Since that time, Cranford has moved on from snot, but the idea stuck in Thode’s head. Using new sound analysis technologies, he and his collaborators diagrammed the burst’s staccato and created a basic model to try to explain how it comes to be.
They broke down the profile of dolphin clicks and found that it often happens in two parts. Initially there’s a thump, which is followed by a ring. This is similar to hitting a bell with a hammer—the hammer strikes to produce a thump, then bounces off allowing it to vibrate in a ring, he explains.
Yet the researchers couldn’t produce a similar set of sounds at a high enough frequency until they added a high-viscosity substance to their model. Adding snot to the mix of equations pushed the sounds into the ultrasonic range.
But why would snot matter? The dolphin’s monkey lips have a loose layer of skin on top, Thode explains. The mucus is likely causing the lip surfaces to stick together. When the lips let go, they do so with a snap, producing an ultrasonic sound. Using this model they were also able to explain some of the variability in dolphin sounds.
“You just can't bang two billiard balls or whap together two very dry pieces of tissue and generate what you [hear] coming out of a dolphin,” he says. “There's going to have to be something going on on that small scale with some loose tissue and sticky snot.”
Notably, however, this idea has not yet gone through peer review, the rigorous process research undergoes that allows other scientists in the field to weigh in. Even so, the idea is an intriguing one, says Paul Nachtigall, a biologist that specializes in marine mammals at Hawaii Institute of Marine Biology, who was not involved in the research.
There’s incredible detail in the “acoustical masterpiece” that is echolocation in both the outgoing clicks and the ways dolphins process the returning whispers. Nachtigall emphasizes that no single thing will explain cetaceans’ spectacular acoustic gymnastics.
“Lots of people are looking for the silver bullet,” he says. “They’re looking for one thing to say, “I found why dolphin echolocation is so fantastic—this is it.’ But I think there has to be many, many, many ‘this is its.’”
Part of the problem, says Cranford, is that the creatures are often studied sitting still in a tank, which is an utterly unnatural state for dolphins. They usually live in groups, constantly traveling and moving. When they echolocate, their bodies are flexing and gliding through the water.

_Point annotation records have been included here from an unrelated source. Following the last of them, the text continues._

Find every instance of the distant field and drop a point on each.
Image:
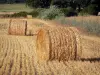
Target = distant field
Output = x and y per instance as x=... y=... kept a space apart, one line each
x=14 y=8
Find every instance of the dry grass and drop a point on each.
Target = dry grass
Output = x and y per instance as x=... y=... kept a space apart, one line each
x=17 y=27
x=17 y=57
x=4 y=25
x=18 y=53
x=58 y=44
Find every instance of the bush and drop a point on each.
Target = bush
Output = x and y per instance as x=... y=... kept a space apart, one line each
x=51 y=13
x=36 y=12
x=90 y=10
x=69 y=11
x=20 y=14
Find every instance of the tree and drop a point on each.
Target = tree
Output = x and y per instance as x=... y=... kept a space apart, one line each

“In order to simplify it—so that we can try to at least get an inkling of what is going on—we have to get them...to sit still,” he says. But because of this, “you’re not getting the whole picture. You’re getting this little, tiny sliver of what they can do.”
“It’s going to take a while to unravel this whole thing,” says Cranford. But already over the decades of work scientists have slowly started to tease out the dolphin’s complexities—right down to the importance of their snot.